Die Auslöschung selbst wird von der Mutter möglicherweise nicht direkt wahrgenommen, aber Frauen verspüren häufig damit verbundene Symptome wie Druck im Becken, Rückenschmerzen oder Krämpfe. Die Auslöschung wird normalerweise durch eine Beckenuntersuchung diagnostiziert.
2. Wie lange dauert die Auslöschung?
Der Prozess des Auslöschens kann je nach Person und Wehenverlauf zwischen einigen Stunden und mehreren Wochen dauern. Normalerweise geschieht dies in den Wochen vor der Entbindung, kann aber auch während der frühen Wehen andauern.
3. Kann eine Auslöschung ohne Kontraktionen erfolgen?

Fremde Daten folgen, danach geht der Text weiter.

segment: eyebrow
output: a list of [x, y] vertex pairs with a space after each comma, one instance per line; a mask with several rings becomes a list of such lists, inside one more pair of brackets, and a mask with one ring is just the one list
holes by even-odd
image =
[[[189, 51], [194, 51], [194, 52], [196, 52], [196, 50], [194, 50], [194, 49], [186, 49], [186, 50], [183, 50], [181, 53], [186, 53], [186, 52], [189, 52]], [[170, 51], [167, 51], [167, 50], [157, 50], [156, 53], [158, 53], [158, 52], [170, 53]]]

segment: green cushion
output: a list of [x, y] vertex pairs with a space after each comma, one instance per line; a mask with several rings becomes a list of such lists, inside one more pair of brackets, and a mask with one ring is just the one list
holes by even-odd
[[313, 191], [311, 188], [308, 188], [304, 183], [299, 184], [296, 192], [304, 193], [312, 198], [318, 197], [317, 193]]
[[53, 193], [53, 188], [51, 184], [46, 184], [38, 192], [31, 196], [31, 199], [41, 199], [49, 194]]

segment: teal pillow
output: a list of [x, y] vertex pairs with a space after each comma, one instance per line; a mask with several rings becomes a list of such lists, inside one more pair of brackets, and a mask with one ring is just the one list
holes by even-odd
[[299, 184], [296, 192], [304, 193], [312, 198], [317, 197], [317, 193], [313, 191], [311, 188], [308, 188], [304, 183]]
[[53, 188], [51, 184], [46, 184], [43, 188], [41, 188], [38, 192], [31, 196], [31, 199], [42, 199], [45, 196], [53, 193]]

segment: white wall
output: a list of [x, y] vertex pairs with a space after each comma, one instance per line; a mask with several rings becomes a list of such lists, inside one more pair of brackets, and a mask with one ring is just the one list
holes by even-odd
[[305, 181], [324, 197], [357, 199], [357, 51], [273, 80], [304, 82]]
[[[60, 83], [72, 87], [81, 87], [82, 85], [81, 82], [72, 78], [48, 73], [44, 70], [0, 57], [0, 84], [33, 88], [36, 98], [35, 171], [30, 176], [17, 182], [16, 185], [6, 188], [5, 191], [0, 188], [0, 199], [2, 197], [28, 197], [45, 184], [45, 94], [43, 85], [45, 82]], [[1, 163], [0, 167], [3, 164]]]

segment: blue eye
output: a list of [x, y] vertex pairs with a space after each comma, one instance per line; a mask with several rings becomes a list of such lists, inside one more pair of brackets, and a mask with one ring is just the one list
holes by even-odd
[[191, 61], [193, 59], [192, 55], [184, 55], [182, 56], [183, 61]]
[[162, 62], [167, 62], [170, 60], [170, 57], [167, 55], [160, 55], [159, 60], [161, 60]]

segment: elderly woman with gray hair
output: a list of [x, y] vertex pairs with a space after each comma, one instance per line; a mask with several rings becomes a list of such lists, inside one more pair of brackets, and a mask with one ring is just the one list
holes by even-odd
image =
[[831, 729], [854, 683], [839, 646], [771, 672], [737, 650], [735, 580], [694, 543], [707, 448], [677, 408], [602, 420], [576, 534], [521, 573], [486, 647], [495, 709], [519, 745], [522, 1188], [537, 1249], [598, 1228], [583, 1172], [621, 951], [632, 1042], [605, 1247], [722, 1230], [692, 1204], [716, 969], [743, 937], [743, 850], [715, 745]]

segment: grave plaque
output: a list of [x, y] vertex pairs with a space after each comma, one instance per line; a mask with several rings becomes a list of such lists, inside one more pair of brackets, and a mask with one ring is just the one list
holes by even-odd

Ja, es kann zu einem Auslöschen der Gebärmutter kommen, ohne dass es zu spürbaren Wehen kommt. Bei manchen Frauen beginnt der Gebärmutterhals dünner zu werden, auch wenn die Wehen noch nicht richtig eingesetzt haben. Dies wird oft als „falsche Wehen“ bezeichnet.
4. Wie unterscheidet sich Auslöschung von Dilatation?
Unter Verkürzung versteht man die Ausdünnung des Gebärmutterhalses, während sich unter Dilatation die Öffnung des Gebärmutterhalses versteht. Beide Prozesse sind für den Durchgang des Babys während der Wehen notwendig, aber in vielen Fällen erfolgt die Verkürzung vor der Dilatation.
5. Kann ich während der Schwangerschaft ein Gefühl der Auslöschung verspüren?
Die meisten Frauen spüren die Auslöschung nicht direkt. Die damit einhergehenden Symptome wie Beckendruck, Rückenschmerzen und Veränderungen des Vaginalausflusses können jedoch darauf hinweisen, dass eine Auslöschung stattfindet.
Fazit
Das Ausstreichen ist ein natürlicher und notwendiger Teil des Wehenvorgangs, der den Gebärmutterhals auf die Geburt vorbereitet. Obwohl es normalerweise kein Grund zur Sorge ist, ist es wichtig, auf Anzeichen einer frühen Wehenphase oder von Komplikationen zu achten. Wenn Sie ungewöhnliche Symptome oder Bedenken haben, sollten Sie immer Ihren Arzt konsultieren, um eine sichere und gesunde Schwangerschaft sicherzustellen.